Perhaps they are missing the point.
Michelle Obama's impact on fashion extends far beyond the "made in America" label stitched into her dress. The optimism, glamour and accessibility that she communicates through her style of dressing transcends cultural borders and economic boundaries. Yes, she is sometimes an ambassador for American designers, but more important, she is an ambassador for the self-possession that defines American style.
Maybe she chose not to promote a specific American brand at the state dinner last week, but she certainly promotes a healthy sense of enjoyment and individuality in fashion. With her brio and idiosyncratic clothing choices, Mrs. Obama has rewritten the dress code for women who work. We wear cardigans now instead of always jackets, flats instead of impossibly high platform heels. We have a little fun with fashion, even to the point of being more frivolous.
And, most important, we dress for ourselves, something the first lady does so effortlessly it's hard to imagine that there had ever been any dress code for her position. With her floral prints and hula hoops, she's not afraid to flaunt her femininity -- so why should the rest of us be?
No matter what hopes we pin on her husband, or disappointments we suffer, Americans look to Michelle Obama to set the emotional tone of his administration. As we are with all first ladies, we are subconsciously invested in her looking good -- it's almost as if there's some sort of national pride at stake. But her decision to wear an American-designed dress doesn't make it easier for American designers to sell more clothes in the Chinese market.
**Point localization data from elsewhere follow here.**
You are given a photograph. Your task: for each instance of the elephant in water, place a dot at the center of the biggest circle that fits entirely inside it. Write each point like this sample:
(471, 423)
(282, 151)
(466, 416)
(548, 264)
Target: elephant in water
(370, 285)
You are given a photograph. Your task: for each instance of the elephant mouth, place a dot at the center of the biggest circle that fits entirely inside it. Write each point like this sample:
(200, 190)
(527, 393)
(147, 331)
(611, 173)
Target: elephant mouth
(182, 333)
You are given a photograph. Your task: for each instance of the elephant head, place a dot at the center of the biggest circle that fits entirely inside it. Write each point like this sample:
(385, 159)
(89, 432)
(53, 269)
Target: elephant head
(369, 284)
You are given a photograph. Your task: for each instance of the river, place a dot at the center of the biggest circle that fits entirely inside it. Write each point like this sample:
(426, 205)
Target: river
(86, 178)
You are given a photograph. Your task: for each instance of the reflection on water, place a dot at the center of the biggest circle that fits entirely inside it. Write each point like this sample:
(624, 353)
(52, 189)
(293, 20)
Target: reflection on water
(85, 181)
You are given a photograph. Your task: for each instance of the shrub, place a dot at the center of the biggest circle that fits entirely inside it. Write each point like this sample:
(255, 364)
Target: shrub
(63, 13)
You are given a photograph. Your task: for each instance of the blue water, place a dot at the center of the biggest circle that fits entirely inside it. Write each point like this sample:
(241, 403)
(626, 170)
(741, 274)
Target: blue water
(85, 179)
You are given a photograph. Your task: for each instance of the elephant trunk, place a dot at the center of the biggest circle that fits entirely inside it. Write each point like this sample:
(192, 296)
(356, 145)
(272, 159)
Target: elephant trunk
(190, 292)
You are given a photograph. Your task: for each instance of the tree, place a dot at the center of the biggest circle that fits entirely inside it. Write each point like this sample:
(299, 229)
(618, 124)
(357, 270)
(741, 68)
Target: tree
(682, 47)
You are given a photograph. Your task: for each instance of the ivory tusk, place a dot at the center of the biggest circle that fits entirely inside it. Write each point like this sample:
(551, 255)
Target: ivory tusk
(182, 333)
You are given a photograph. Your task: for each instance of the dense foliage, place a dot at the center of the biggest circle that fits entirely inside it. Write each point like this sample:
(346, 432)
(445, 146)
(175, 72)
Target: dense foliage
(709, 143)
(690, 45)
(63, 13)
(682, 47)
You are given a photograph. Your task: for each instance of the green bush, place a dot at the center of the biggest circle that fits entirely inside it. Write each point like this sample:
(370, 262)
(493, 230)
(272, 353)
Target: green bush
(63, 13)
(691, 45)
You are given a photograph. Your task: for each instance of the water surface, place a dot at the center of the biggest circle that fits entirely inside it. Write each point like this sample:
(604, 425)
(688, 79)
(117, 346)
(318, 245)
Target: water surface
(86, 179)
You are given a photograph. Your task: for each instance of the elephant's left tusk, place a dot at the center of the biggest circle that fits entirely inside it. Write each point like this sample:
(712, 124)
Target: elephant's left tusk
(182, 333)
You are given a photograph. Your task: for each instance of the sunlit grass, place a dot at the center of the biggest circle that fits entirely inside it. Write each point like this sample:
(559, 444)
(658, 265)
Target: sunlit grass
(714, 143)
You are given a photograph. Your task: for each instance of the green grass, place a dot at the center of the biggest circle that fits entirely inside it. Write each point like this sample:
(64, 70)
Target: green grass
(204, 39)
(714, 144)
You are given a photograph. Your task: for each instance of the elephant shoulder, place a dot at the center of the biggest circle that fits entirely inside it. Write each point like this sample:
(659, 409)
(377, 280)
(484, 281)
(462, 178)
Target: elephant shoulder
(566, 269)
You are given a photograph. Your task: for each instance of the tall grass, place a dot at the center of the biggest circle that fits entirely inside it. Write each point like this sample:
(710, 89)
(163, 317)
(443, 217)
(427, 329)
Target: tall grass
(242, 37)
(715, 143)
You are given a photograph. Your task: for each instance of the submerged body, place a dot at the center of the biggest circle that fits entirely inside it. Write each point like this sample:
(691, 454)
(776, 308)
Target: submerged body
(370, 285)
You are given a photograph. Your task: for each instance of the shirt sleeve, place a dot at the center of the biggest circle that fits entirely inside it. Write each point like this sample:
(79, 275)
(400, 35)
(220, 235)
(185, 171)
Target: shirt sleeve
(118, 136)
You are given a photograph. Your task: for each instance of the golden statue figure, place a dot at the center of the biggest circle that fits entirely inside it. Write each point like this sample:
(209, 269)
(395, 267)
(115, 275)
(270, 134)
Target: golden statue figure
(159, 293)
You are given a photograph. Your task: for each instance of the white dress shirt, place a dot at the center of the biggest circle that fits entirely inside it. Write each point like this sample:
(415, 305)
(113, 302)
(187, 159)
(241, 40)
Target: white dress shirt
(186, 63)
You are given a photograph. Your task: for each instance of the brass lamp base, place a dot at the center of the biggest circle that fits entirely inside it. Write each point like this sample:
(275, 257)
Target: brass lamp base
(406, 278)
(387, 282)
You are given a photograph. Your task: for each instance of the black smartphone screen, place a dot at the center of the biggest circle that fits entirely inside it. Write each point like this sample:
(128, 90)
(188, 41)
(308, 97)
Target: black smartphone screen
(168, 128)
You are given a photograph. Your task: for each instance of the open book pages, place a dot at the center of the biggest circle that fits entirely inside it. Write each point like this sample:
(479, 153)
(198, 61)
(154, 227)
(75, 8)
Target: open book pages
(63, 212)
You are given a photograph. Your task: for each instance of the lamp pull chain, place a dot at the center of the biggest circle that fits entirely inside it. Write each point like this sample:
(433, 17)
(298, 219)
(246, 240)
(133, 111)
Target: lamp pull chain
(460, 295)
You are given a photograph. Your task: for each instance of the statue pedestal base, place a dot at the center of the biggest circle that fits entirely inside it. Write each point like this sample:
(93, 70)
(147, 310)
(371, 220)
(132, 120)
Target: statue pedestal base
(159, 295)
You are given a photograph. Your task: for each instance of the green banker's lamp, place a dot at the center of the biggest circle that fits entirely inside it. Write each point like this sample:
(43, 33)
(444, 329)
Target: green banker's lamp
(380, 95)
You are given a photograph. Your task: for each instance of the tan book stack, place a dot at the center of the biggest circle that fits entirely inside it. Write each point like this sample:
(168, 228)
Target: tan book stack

After all the discussion of the red dress at the state dinner, Mrs. Obama stepped into the House chamber on Tuesday for the State of the Union address in a silvery-white sheath by the American designer Rachel Roy. Its color and simplicity signaled fresh beginnings -- as did that inaugural gown she wore in January two years ago. For this there was not so much criticism. Only a lot of American women silently thinking about where they might find a simple, pale sheath dress.